Angeletti C A, Mussi A, Janni A, Lucchi M, Ribechini A, Chella A, Fontanini G
Department of Thoracic Surgery, University of Pisa, Italy.
Eur J Cardiothorac Surg. 1995;9(11):607-11. doi: 10.1016/s1010-7940(05)80104-6.
During a 14-year period (1980-1993) second primary lung cancer or relapse was treated in 44 consecutive patients. Thirty-seven patients had synchronous (n = 18) or metachronous (n = 19) second primary lung cancer. Ten synchronous tumors were ipsilateral and treated contemporarily with five pneumonectomies, three lobectomies and two double wedge resections. The bilateral synchronous lesions (8 patients) were treated by staged bilateral thoracotomy (mean interval; 2 months). The first resection consisted of a lobectomy in six patients and wedge resection in two. The second one was a wedge resection in six patients and a lobectomy in two. In the metachronous presentation 15 patients (79%) were asymptomatic and detected by follow-up chest X-ray. In this group the first operation was a lobectomy in 12 patients, a wedge resection or segmentectomy in 6 and a pneumonectomy in 1. The second one was a wedge resection in nine patients, a lobectomy in six and completion pneumonectomy in four. Seven patients, all of them asymptomatic, had local recurrence from their primary lung cancer. The first lung resection was a lobectomy in five patients and a wedge resection in two. The second one was completion pneumonectomy in five patients and completion lobectomy in two. We had no operative death. The actuarial over-all 5-year survival rate after the second pulmonary resection for second primary lung cancer was 38.3% with a median survival time of 13.5 months. The synchronous presentation had a better survival than the metachronous one (46.2% and 25.9%), respectively). The actuarial overall 5-year survival rate for patients with relapse was 38.1% with a median survival time of 37 months. We may conclude that an aggressive surgical approach is safe, effective and warranted in patients with either a second primary lung cancer or relapse from their primary lung cancer. Moreover, for early detection of the second lesions, follow-up at a maximum of 6-monthly intervals should be continued for more than 5 years after the first resection.

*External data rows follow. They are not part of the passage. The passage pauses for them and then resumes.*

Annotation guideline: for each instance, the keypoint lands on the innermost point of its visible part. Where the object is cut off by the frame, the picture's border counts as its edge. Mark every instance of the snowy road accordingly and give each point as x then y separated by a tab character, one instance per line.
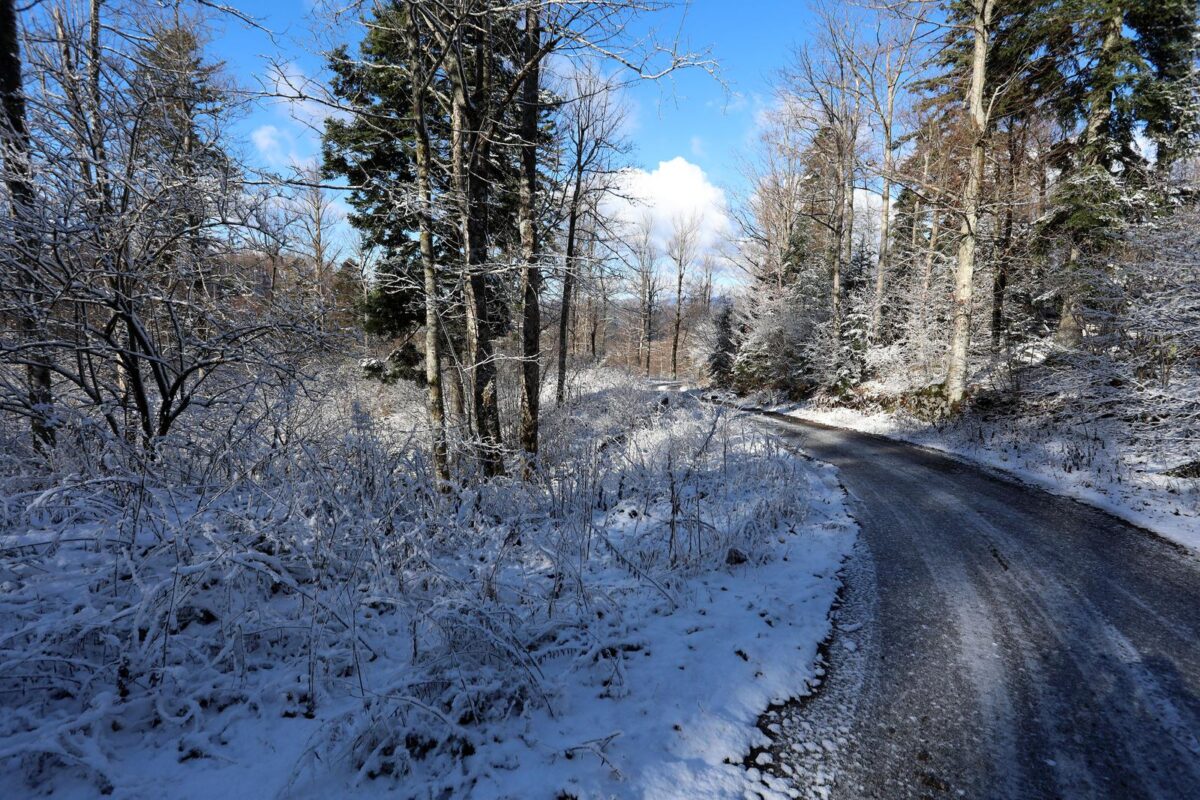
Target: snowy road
996	642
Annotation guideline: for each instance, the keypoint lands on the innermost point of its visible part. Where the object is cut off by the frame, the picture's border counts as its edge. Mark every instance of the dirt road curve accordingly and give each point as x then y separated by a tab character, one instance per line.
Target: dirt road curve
996	642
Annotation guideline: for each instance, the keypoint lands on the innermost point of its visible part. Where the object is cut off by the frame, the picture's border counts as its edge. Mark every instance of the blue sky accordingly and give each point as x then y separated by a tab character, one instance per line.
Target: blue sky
695	126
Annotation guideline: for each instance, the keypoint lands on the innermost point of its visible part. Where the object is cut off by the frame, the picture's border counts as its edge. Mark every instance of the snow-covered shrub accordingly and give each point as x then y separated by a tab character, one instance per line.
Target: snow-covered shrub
301	564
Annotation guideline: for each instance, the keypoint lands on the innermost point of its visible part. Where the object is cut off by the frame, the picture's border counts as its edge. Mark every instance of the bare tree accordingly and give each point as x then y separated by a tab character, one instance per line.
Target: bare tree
883	72
979	120
22	239
646	274
683	248
592	121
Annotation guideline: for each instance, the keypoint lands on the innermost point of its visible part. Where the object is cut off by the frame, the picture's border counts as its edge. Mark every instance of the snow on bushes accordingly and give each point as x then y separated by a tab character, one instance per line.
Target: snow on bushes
287	605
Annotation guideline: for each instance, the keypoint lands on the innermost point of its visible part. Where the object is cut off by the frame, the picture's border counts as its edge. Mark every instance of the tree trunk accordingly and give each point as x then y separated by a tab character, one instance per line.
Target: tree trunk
675	338
964	275
21	191
569	280
1071	325
435	402
469	158
531	277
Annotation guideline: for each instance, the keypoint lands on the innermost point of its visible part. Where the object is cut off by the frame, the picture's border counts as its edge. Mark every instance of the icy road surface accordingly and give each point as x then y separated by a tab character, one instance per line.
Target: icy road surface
996	642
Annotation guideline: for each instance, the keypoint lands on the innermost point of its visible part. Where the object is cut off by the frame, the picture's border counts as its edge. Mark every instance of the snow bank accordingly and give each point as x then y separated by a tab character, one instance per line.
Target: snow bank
1087	463
321	621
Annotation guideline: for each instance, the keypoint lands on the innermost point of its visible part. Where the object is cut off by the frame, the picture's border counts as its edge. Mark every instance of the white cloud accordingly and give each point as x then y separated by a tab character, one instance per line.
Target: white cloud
677	188
279	148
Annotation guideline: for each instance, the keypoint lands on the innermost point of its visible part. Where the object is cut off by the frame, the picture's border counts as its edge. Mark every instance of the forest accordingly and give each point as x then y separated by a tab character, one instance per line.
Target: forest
431	462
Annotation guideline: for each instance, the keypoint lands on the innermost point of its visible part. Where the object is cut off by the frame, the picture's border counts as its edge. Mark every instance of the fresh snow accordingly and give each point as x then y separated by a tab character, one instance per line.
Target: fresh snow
593	666
1134	492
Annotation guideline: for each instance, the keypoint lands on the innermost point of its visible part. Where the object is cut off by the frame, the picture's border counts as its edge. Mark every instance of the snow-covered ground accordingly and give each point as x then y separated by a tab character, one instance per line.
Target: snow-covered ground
1087	463
327	626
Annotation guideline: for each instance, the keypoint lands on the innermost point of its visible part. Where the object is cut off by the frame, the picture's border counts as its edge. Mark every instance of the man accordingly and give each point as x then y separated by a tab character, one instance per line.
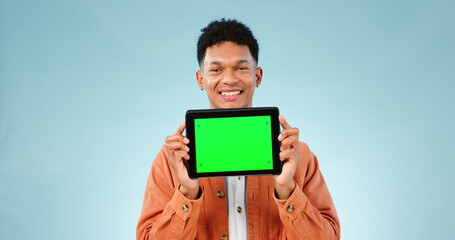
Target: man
293	205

在14年期间(1980 - 1993年),对44例连续性患者的第二原发性肺癌或复发进行了治疗。37例患者患有同时性(n = 18)或异时性(n = 19)第二原发性肺癌。10例同时性肿瘤位于同侧,同期接受了5例全肺切除术、3例肺叶切除术和2例双楔形切除术。双侧同时性病变(8例患者)采用分期双侧开胸手术治疗(平均间隔时间为2个月)。首次切除术包括6例患者的肺叶切除术和2例患者的楔形切除术。第二次手术是6例患者的楔形切除术和2例患者的肺叶切除术。在异时性病例中,15例患者(79%)无症状,通过胸部X线随访发现。在该组中,首次手术12例患者为肺叶切除术,6例为楔形切除术或肺段切除术,1例为全肺切除术。第二次手术9例患者为楔形切除术,6例为肺叶切除术,4例为全肺切除术。7例患者均无症状,其原发性肺癌出现局部复发。首次肺切除术5例患者为肺叶切除术,2例为楔形切除术。第二次手术5例患者为全肺切除术,2例为肺叶切除术。我们没有手术死亡病例。第二原发性肺癌第二次肺切除术后的实际5年总生存率为38.3%,中位生存时间为13.5个月。同时性病例的生存率高于异时性病例(分别为46.2%和25.9%)。复发患者的实际5年总生存率为38.1%,中位生存时间为37个月。我们可以得出结论,对于患有第二原发性肺癌或原发性肺癌复发的患者,积极的手术方法是安全、有效的,并且是必要的。此外,为了早期发现第二个病变,首次切除术后应继续每6个月进行一次随访,持续5年以上。